Fig. 7. EMT diversity in single-cell data.

a Comparison between EMT pseudotime estimates in matched bulk and single-cell samples from the same individuals (Pearson correlation coefficient R and p-value are shown). b Number of interactions established between tumour cells found in an EPI, hEMT, or MES state and other cells in the tumour microenvironment in the Chung et al. dataset. c Uniform Manifold Approximation and Projection (UMAP) reconstruction of single-cell expression profiles depicting the tumour and microenvironment landscape of breast, lung, colorectal and ovarian tumours from Qian et al.. Tumour cells are coloured according to their assigned EMT state (EPI/hEMT/MES). All other cells in the microenvironment are also depicted in different colours. DC dendritic cells, EC endothelial cells. d Heat maps depicting the total number of interactions established among all cell types in the same breast, lung, colorectal and ovarian datasets. The tumour cells are denoted by their EPI, hEMT and MES states. Source data are provided as a Source Data file.

Fig. 8. Clinical relevance of the EMT states.

a Overall survival compared between MES, hEMT and EPI samples (Cox proportional hazards analysis). Every curve corresponds to patients whose tumours fall in a specific EMT category, depicted using different colours. b Progression-free interval compared between the three groups (Cox proportional hazards analysis). c Genomic markers distinguishing between mesenchymal and epithelial states with a significantly worse or improved outcome (q < 0.001). The mean hazard ratios for overall survival and corresponding confidence intervals from the Cox proportional hazards analysis are indicated for each marker. The colour of the dot indicates whether the marker is linked with better or worse prognosis. d Genomic markers distinguishing between hybrid and epithelial states with a significantly worse or improved outcome. The mean hazard ratios for overall survival and corresponding confidence intervals from the Cox proportional hazards analysis are indicated for each marker.
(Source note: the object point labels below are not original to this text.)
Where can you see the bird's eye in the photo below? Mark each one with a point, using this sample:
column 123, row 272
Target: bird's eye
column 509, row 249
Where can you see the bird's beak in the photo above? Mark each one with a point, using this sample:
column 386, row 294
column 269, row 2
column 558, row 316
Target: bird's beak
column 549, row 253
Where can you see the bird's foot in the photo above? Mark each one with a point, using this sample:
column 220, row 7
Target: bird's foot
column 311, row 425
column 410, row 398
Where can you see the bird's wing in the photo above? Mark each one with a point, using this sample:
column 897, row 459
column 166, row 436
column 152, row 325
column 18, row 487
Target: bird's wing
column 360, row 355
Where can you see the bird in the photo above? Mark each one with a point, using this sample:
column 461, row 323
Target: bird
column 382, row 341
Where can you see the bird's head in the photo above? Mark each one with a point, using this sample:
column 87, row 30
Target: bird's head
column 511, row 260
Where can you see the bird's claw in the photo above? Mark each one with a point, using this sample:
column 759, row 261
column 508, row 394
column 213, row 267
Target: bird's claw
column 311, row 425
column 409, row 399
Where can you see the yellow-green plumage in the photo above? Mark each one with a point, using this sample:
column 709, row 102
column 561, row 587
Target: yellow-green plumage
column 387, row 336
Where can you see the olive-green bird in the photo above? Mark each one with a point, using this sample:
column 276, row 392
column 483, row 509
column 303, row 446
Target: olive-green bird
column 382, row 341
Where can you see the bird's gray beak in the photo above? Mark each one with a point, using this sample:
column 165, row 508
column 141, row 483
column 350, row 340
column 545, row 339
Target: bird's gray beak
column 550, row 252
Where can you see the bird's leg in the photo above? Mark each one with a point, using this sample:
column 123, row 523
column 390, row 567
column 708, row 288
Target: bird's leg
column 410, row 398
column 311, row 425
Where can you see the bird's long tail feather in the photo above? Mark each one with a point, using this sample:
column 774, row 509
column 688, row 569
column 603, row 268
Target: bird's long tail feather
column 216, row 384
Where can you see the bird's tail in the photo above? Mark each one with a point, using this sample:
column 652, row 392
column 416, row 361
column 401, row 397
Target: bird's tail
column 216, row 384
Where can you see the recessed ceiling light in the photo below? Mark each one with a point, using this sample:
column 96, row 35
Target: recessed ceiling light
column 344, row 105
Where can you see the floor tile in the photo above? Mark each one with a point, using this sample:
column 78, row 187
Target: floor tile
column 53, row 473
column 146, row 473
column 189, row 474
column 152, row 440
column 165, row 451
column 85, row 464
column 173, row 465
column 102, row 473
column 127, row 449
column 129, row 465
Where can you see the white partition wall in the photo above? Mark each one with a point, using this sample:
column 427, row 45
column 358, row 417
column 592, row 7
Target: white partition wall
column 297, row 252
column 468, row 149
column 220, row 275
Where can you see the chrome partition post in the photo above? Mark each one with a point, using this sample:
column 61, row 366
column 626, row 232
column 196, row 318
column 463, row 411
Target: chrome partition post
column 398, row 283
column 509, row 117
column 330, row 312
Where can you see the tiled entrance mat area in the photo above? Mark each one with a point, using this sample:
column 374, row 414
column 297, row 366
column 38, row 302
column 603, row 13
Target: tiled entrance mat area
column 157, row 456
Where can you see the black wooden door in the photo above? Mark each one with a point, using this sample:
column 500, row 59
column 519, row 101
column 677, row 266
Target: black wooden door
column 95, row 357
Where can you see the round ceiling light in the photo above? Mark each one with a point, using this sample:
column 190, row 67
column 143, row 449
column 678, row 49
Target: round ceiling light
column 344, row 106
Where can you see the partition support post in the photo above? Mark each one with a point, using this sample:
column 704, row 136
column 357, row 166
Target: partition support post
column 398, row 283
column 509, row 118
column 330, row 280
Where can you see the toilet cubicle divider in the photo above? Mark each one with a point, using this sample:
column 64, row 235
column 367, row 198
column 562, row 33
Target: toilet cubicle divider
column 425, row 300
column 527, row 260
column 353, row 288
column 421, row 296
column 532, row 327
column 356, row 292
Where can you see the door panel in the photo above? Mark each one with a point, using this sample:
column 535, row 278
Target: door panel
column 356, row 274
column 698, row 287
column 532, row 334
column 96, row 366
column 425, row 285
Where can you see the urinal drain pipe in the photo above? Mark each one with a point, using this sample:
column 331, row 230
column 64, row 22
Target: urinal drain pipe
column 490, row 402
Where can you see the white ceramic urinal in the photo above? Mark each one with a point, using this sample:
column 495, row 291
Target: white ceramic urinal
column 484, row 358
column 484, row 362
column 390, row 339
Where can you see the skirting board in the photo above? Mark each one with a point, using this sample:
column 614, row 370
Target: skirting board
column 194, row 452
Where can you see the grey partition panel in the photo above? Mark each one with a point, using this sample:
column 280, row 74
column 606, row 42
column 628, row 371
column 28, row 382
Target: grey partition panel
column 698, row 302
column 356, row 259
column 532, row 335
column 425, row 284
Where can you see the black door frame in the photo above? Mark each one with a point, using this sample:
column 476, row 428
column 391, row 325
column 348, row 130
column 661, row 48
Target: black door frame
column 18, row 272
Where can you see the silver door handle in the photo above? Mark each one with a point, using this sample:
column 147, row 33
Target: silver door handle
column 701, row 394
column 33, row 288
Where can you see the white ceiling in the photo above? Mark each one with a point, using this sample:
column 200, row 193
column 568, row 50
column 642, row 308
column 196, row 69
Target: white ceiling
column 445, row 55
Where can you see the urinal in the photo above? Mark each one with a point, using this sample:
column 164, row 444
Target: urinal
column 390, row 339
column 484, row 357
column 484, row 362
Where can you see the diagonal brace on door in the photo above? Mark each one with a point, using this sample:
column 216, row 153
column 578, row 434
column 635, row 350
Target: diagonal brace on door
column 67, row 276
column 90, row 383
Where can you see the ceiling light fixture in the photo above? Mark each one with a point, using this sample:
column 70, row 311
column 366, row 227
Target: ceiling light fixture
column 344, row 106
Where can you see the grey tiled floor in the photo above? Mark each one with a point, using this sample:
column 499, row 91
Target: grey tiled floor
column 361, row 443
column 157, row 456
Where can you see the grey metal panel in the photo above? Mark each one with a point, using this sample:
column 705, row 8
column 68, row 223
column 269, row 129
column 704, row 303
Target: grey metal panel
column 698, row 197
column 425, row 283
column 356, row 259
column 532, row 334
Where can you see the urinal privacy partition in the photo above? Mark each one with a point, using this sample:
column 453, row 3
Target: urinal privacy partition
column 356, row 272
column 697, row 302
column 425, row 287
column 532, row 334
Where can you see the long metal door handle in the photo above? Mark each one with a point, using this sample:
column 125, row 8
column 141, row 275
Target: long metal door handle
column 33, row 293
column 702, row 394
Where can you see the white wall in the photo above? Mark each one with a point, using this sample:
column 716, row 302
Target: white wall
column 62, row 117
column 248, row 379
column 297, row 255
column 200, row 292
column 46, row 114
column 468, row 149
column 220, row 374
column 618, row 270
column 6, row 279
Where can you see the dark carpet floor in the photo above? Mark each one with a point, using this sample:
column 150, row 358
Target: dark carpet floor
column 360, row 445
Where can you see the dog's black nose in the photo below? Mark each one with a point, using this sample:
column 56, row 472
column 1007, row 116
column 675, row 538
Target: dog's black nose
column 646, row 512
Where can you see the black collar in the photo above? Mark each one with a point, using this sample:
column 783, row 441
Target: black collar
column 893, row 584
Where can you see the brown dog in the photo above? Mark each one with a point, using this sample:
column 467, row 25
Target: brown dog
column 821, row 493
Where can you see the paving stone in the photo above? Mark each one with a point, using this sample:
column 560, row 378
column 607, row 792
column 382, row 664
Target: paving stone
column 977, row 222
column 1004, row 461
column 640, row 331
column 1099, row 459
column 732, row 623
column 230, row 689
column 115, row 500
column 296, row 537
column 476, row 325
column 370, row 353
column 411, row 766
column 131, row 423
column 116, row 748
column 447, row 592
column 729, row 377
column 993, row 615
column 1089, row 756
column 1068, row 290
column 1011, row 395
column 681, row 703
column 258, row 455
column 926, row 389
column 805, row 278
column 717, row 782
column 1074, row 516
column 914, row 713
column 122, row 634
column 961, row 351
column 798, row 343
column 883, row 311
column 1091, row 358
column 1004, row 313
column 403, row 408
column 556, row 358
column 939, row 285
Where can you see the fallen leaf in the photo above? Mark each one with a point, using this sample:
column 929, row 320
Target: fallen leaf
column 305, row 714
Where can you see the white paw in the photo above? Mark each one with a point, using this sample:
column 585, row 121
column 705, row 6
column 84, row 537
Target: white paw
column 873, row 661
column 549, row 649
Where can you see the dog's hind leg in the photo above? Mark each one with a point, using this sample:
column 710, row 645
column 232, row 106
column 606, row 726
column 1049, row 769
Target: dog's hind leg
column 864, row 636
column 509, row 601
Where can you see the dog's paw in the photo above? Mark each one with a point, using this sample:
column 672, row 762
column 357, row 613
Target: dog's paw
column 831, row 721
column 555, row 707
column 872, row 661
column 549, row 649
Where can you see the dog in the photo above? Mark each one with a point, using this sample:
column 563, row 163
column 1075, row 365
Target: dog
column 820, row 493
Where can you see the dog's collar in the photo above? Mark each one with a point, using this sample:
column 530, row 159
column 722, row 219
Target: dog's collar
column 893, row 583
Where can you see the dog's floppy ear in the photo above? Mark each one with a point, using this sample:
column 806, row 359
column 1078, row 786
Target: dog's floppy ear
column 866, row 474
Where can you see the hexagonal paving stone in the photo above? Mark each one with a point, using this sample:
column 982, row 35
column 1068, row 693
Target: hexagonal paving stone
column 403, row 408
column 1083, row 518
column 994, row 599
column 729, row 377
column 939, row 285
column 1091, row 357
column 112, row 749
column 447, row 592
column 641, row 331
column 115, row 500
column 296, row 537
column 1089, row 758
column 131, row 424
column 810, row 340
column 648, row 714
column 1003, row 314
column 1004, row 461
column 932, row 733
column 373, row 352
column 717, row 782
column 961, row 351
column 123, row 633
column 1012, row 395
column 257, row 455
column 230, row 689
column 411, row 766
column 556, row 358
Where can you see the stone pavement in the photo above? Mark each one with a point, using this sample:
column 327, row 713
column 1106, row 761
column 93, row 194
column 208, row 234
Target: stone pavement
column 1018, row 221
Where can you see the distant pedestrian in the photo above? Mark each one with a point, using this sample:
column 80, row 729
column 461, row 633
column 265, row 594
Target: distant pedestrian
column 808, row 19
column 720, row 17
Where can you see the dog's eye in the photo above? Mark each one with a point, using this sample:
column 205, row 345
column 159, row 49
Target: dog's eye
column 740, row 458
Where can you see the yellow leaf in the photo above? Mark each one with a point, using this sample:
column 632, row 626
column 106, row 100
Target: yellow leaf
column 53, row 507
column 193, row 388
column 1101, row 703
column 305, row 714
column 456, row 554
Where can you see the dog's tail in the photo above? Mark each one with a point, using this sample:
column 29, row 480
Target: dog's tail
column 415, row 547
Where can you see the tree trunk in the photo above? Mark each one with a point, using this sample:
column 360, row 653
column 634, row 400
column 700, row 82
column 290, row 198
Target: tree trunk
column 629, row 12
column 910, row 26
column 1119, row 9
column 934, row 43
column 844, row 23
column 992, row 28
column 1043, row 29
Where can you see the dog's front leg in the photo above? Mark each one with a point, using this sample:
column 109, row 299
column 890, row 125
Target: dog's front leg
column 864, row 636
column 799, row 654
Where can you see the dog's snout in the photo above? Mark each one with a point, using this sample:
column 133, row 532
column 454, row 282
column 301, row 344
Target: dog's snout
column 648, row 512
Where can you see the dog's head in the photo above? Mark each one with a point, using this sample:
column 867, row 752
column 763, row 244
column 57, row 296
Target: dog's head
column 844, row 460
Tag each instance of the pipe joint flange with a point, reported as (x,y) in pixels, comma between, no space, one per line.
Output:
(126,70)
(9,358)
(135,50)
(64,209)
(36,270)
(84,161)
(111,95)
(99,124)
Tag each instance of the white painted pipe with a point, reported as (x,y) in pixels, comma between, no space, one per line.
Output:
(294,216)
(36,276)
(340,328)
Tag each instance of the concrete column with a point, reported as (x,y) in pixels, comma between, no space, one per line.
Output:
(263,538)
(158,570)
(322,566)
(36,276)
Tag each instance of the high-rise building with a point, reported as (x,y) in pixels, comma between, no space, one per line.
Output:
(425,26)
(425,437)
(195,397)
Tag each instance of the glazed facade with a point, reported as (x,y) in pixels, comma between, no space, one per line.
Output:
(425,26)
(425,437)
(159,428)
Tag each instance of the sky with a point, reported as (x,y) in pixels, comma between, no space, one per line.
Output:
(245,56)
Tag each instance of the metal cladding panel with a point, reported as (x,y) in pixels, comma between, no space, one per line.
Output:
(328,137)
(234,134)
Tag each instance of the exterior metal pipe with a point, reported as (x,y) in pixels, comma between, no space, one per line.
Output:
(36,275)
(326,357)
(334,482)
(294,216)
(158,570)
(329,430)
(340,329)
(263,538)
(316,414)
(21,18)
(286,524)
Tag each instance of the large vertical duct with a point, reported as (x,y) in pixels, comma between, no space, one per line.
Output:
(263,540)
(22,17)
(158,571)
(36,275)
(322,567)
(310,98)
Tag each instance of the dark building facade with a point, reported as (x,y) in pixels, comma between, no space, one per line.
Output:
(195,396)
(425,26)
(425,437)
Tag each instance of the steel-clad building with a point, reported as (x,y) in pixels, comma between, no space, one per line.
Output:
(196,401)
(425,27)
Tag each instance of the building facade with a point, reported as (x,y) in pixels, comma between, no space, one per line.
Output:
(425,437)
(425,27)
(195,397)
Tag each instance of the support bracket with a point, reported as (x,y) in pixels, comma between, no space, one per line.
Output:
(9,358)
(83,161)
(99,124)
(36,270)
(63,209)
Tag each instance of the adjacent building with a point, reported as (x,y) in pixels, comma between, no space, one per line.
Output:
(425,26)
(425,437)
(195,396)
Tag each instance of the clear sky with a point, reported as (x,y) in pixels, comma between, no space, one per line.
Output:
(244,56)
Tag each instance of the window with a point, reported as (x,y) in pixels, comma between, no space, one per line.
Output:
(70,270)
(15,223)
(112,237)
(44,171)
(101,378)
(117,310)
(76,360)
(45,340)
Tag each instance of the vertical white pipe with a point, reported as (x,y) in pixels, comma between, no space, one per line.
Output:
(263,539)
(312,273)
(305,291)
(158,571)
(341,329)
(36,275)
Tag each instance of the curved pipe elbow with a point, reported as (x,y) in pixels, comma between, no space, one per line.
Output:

The colour of the dot indicates whether the marker is linked with better or worse prognosis. WGD = whole-genome doubling. e Correlation between the EMT scores and IC50 values in cell lines treated with various drugs. The balloon chart on the left illustrates the association between the IC50 for each compound and EMT. The size of the circles is proportional to the significance of association, and the colour corresponds to the Pearson correlation coefficient. The IC50 ranges for all cell lines are depicted by the density charts and their colour gradient. f EMT scores compared between responders (complete, n = 31; partial, n = 5) and non-responders (stable, n = 9; progressive, n = 18) to treatment with oxaliplatin. A gradual increase in EMT levels is observed with progressively worse outcomes. Groups are depicted using different colours and compared using two-sided Wilcoxon rank-sum tests. The centerline of boxes depicts the median, and the bottom and top box edges the first and third quartiles. Source data are provided as a Source Data file.